[akka-user] Akka cluster node shutting down in the middle of processing requests

Eric Swenson Fri, 05 Aug 2016 12:59:49 -0700

Our akka-cluster-sharding service went down last night. In the middle of 
processing akka-http requests (and sending these requests to a sharding 
region for processing) on a 10-node cluster, one of the requests got an 
"ask timeout" exception:


[ERROR] [08/05/2016 05:04:51.077] 
[ClusterSystem-akka.actor.default-dispatcher-16] 
[akka.actor.ActorSystemImpl(ClusterSystem)] Error during processing of 
request HttpRequest(HttpMetho\

d(GET),http://eim.staging.example.com/eim/check/a0afbad4-69a8-4487-a6fb-f3e884a8d0aa?cache=false&timeout=15,List(Host:
 
eim.staging.example.com, X-Real-Ip: 10.0.3.9, X-Forwarded-Fo\

r: 10.0.3.9, Connection: upgrade, Accept: */*, Accept-Encoding: gzip, 
deflate, compress, Authorization: Bearer 
aaa-1ZdrFpgR5AyOGa69Q2s3fwv_y5zz9UCL5F85Hc, User-Agent: python-requests\

/2.2.1 CPython/2.7.6 Linux/3.13.0-74-generic, Timeout-Access: 
<function1>),HttpEntity.Strict(application/json,),HttpProtocol(HTTP/1.1))  
                                               

akka.pattern.AskTimeoutException: 
Recipient[Actor[akka://ClusterSystem/system/sharding/ExperimentInstance#-1675878517]]
 
had already been terminated. Sender[null] sent the message of t\

ype "com.genecloud.eim.ExperimentInstance$Commands$CheckExperiment".       
                                                                            
                                 

As the error message says, the reason for the ask timeout was because the 
actor (sharding region?) had been terminated.  

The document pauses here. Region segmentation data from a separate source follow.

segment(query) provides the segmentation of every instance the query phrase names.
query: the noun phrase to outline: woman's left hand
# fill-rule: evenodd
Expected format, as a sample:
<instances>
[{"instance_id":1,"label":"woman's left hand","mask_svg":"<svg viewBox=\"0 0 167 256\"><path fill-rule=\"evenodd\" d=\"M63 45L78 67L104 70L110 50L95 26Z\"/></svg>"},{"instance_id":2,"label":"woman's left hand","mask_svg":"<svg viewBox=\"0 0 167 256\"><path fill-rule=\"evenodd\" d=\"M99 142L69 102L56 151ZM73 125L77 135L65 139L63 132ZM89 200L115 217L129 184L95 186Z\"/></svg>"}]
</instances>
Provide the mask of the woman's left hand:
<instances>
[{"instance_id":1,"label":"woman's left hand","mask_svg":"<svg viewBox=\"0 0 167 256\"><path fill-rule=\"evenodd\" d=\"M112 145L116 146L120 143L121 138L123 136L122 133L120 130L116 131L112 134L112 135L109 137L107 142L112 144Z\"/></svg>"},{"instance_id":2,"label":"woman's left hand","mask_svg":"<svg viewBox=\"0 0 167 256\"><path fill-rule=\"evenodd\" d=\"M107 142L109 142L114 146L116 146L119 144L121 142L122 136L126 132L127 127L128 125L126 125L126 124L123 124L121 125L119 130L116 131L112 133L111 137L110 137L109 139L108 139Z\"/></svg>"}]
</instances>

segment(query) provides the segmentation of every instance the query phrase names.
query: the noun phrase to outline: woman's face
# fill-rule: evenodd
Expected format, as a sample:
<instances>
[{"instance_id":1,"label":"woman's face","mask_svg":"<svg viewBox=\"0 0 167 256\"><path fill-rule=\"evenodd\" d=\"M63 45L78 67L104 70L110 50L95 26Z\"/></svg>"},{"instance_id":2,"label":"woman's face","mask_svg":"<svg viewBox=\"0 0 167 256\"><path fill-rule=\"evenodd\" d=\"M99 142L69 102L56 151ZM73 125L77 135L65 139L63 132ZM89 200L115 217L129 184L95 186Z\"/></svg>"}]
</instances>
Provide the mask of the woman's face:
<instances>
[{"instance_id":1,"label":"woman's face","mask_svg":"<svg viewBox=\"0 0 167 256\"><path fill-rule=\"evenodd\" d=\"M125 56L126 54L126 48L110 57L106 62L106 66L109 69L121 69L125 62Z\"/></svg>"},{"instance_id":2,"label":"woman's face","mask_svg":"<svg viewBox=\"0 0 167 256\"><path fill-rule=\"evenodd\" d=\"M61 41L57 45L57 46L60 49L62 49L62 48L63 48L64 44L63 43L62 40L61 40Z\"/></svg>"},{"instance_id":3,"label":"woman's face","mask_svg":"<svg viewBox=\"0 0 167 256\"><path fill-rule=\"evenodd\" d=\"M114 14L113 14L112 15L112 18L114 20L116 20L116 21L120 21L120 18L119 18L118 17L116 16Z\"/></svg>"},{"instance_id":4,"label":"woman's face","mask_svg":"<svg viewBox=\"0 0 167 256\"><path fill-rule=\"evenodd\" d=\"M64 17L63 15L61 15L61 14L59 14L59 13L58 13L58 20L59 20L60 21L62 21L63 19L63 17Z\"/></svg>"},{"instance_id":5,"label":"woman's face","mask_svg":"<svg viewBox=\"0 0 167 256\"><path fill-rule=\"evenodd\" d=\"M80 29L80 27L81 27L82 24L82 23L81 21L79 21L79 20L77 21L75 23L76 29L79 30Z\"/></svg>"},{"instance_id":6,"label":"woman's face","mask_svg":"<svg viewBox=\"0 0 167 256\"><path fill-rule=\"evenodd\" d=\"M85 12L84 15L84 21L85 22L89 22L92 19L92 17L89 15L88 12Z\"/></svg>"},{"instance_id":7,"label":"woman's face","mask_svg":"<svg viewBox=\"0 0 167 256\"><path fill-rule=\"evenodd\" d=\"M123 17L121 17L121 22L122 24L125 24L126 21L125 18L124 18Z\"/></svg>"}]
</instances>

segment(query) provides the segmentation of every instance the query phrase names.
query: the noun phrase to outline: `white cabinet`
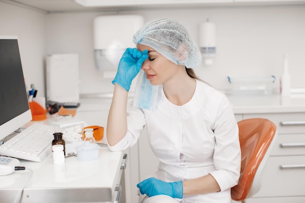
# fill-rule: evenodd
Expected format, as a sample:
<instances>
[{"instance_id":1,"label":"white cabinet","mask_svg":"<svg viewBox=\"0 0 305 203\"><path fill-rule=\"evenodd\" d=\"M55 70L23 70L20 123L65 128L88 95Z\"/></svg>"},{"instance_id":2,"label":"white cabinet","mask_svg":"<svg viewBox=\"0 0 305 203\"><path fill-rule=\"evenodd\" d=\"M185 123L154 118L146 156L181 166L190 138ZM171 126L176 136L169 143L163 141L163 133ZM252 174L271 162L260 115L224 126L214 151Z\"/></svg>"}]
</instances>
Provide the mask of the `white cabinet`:
<instances>
[{"instance_id":1,"label":"white cabinet","mask_svg":"<svg viewBox=\"0 0 305 203\"><path fill-rule=\"evenodd\" d=\"M273 122L278 136L261 190L247 202L305 202L305 113L244 114L243 118L258 117Z\"/></svg>"}]
</instances>

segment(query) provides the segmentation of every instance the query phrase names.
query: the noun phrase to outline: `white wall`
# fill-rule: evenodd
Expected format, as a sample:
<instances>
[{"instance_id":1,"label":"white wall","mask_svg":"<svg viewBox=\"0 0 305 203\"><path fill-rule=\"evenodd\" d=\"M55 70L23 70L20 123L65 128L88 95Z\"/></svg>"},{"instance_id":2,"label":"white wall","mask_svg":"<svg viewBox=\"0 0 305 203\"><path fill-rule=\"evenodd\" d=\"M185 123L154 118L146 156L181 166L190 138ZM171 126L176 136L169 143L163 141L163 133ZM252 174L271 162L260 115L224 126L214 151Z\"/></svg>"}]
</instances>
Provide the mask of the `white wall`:
<instances>
[{"instance_id":1,"label":"white wall","mask_svg":"<svg viewBox=\"0 0 305 203\"><path fill-rule=\"evenodd\" d=\"M0 35L18 37L23 74L28 87L44 96L45 14L0 2Z\"/></svg>"},{"instance_id":2,"label":"white wall","mask_svg":"<svg viewBox=\"0 0 305 203\"><path fill-rule=\"evenodd\" d=\"M93 21L116 12L55 13L47 15L48 54L80 55L81 93L111 92L111 80L102 79L94 66ZM146 21L171 18L180 21L198 42L198 26L207 18L217 27L217 56L210 67L196 70L218 89L228 89L227 76L274 75L279 85L283 55L288 55L292 88L305 88L305 6L220 7L139 9L118 15L139 14ZM105 29L107 32L107 29ZM131 40L132 39L131 38Z\"/></svg>"},{"instance_id":3,"label":"white wall","mask_svg":"<svg viewBox=\"0 0 305 203\"><path fill-rule=\"evenodd\" d=\"M93 21L105 15L139 14L146 21L171 18L181 22L198 41L198 25L209 18L217 26L217 55L210 67L196 70L216 88L229 88L227 76L282 74L282 55L289 56L292 88L305 88L305 6L213 7L138 9L116 12L44 14L0 2L0 35L17 35L28 85L44 95L44 60L48 54L80 55L81 93L109 92L94 65ZM105 30L107 32L107 30ZM131 40L132 39L131 39Z\"/></svg>"}]
</instances>

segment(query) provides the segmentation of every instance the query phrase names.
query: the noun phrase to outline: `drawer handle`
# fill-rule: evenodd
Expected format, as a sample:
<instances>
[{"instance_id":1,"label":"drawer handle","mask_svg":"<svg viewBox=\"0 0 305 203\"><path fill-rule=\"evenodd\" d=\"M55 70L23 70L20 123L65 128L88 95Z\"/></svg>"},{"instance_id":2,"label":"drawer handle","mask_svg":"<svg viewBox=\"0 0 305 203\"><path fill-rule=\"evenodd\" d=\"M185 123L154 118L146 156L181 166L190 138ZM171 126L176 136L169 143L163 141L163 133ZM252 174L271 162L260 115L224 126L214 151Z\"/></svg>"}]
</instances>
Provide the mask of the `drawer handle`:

Looking back in the logs, I see that everything was going well for quite 
some time, until the following:


[DEBUG] [08/05/2016 05:04:50.480] 
[ClusterSystem-akka.actor.default-dispatcher-2] 
[akka.tcp://ClusterSystem@10.0.3.103:2552/system/IO-TCP/selectors/$a/955] 
Resolving login.dev.example.com before connecting

[DEBUG] [08/05/2016 05:04:50.480] 
[ClusterSystem-akka.actor.default-dispatcher-2] 
[akka.tcp://ClusterSystem@10.0.3.103:2552/system/IO-TCP/selectors/$a/955] 
Attempting connection to [login.dev.example.com/52.14.30.100:443]

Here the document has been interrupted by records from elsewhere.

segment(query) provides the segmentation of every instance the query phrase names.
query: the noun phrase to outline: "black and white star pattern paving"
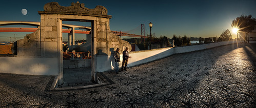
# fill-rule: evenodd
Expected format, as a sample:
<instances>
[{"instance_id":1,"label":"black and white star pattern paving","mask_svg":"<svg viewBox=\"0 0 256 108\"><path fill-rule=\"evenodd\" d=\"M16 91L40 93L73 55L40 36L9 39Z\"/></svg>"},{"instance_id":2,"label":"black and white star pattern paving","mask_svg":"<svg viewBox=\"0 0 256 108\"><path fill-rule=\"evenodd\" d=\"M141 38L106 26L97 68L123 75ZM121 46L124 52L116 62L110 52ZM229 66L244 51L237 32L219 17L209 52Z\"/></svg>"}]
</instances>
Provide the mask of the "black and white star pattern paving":
<instances>
[{"instance_id":1,"label":"black and white star pattern paving","mask_svg":"<svg viewBox=\"0 0 256 108\"><path fill-rule=\"evenodd\" d=\"M84 89L50 90L55 76L0 73L0 107L254 108L252 45L175 54L132 67L128 61L127 71L99 72L112 83Z\"/></svg>"}]
</instances>

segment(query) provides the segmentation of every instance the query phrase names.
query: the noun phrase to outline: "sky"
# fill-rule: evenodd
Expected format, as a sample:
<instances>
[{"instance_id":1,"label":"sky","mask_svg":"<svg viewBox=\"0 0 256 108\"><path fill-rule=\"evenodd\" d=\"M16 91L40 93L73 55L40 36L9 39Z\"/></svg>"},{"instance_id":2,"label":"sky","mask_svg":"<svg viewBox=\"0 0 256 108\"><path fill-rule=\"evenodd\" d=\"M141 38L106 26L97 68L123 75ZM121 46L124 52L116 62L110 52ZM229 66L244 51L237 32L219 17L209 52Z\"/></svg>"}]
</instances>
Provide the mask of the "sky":
<instances>
[{"instance_id":1,"label":"sky","mask_svg":"<svg viewBox=\"0 0 256 108\"><path fill-rule=\"evenodd\" d=\"M145 33L149 34L148 24L151 22L153 23L152 33L155 33L156 37L162 35L170 38L174 34L181 36L186 35L192 37L218 37L223 31L229 29L232 31L231 22L236 17L242 14L251 14L253 17L256 17L255 0L14 0L1 1L0 21L40 22L40 15L38 11L44 11L44 6L46 3L56 2L61 6L70 6L72 2L77 1L84 3L85 7L88 8L94 8L97 5L105 7L108 10L108 15L112 16L110 20L111 31L129 31L129 33L140 35L141 24L145 24ZM27 10L27 15L22 14L23 9ZM73 22L63 23L83 25L90 24ZM0 26L7 27L26 26ZM0 41L9 41L9 38L6 37L14 35L18 37L16 40L21 39L30 33L0 33ZM81 34L77 34L80 35ZM85 37L82 37L79 38Z\"/></svg>"}]
</instances>

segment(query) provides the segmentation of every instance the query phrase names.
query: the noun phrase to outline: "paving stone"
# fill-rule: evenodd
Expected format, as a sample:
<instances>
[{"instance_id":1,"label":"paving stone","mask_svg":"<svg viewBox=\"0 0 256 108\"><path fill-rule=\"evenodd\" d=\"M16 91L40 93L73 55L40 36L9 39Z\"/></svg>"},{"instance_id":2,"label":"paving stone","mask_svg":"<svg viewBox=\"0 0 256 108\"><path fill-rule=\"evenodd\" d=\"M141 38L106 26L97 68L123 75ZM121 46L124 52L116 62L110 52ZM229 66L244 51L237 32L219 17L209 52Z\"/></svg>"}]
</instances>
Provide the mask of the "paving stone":
<instances>
[{"instance_id":1,"label":"paving stone","mask_svg":"<svg viewBox=\"0 0 256 108\"><path fill-rule=\"evenodd\" d=\"M255 52L256 44L242 43L177 54L103 72L113 84L57 91L45 90L55 76L0 73L0 107L254 107Z\"/></svg>"}]
</instances>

[DEBUG] [08/05/2016 05:04:50.481] 
[ClusterSystem-akka.actor.default-dispatcher-6] 
[akka.tcp://ClusterSystem@10.0.3.103:2552/system/IO-TCP/selectors/$a/955] 
Connection established to [login.dev.example.com:443]

[DEBUG] [08/05/2016 05:04:50.481] 
[ClusterSystem-akka.actor.default-dispatcher-5] 
[akka://ClusterSystem/system/IO-TCP] no longer watched by 
Actor[akka://ClusterSystem/user/StreamSupervisor-7/$$H#-1778344261]

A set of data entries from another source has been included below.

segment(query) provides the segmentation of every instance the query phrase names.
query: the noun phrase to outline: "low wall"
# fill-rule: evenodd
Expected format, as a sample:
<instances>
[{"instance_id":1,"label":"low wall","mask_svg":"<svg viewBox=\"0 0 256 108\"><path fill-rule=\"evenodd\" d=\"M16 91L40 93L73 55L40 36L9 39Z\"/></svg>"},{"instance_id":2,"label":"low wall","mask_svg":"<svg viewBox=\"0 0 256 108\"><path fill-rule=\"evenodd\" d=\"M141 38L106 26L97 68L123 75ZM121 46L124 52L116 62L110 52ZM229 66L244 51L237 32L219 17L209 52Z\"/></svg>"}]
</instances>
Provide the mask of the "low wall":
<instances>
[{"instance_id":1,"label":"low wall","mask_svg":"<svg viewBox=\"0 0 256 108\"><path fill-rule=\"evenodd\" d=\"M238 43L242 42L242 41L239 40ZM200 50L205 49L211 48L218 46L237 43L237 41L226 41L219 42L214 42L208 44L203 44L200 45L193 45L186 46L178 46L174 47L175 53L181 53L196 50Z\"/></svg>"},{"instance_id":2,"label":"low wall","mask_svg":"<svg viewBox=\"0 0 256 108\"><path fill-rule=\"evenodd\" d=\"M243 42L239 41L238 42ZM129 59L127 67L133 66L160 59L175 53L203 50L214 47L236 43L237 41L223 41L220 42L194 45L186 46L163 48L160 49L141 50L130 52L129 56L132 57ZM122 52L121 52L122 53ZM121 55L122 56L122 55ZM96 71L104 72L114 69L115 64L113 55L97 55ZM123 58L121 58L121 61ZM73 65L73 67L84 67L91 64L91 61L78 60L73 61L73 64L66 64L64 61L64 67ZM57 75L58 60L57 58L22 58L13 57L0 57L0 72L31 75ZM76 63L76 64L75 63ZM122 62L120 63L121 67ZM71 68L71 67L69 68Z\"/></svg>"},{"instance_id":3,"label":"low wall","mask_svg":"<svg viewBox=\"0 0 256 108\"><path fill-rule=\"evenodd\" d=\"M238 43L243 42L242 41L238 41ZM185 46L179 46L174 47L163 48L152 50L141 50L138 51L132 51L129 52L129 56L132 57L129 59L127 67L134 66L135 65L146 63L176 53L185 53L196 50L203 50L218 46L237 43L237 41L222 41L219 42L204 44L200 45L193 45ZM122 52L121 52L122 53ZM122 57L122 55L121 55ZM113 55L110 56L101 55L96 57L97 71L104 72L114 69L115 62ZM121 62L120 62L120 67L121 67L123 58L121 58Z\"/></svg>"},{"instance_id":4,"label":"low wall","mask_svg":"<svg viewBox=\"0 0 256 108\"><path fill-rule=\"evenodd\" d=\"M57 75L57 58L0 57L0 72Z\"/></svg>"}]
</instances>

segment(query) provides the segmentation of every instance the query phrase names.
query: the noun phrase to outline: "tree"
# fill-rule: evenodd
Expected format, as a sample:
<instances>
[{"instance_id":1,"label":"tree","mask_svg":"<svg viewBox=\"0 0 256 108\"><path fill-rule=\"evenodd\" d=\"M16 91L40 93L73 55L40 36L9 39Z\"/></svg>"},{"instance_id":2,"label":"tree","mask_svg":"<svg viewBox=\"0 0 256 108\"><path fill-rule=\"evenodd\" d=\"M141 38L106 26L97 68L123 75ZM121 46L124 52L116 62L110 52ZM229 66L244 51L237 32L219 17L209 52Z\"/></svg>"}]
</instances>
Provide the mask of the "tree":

[DEBUG] [08/05/2016 05:04:50.481] 
[ClusterSystem-akka.actor.default-dispatcher-5] 
[akka://ClusterSystem/system/IO-TCP/selectors/$a/955] now watched by 
Actor[akka://ClusterSystem/user/StreamSupervisor-7/$$H#-1778344261]

[DEBUG] [08/05/2016 05:04:50.483] 
[ClusterSystem-akka.actor.default-dispatcher-17] 
[akka://ClusterSystem/user/StreamSupervisor-7] now supervising 
Actor[akka://ClusterSystem/user/Strea
mSupervisor-7/flow-993-1-unknown-operation#819117275]

[DEBUG] [08/05/2016 05:04:50.484] 
[ClusterSystem-akka.actor.default-dispatcher-2] 
[akka://ClusterSystem/user/StreamSupervisor-7/flow-993-1-unknown-operation] 
started (akka.stream.impl.io.TLSActor@66dd942c)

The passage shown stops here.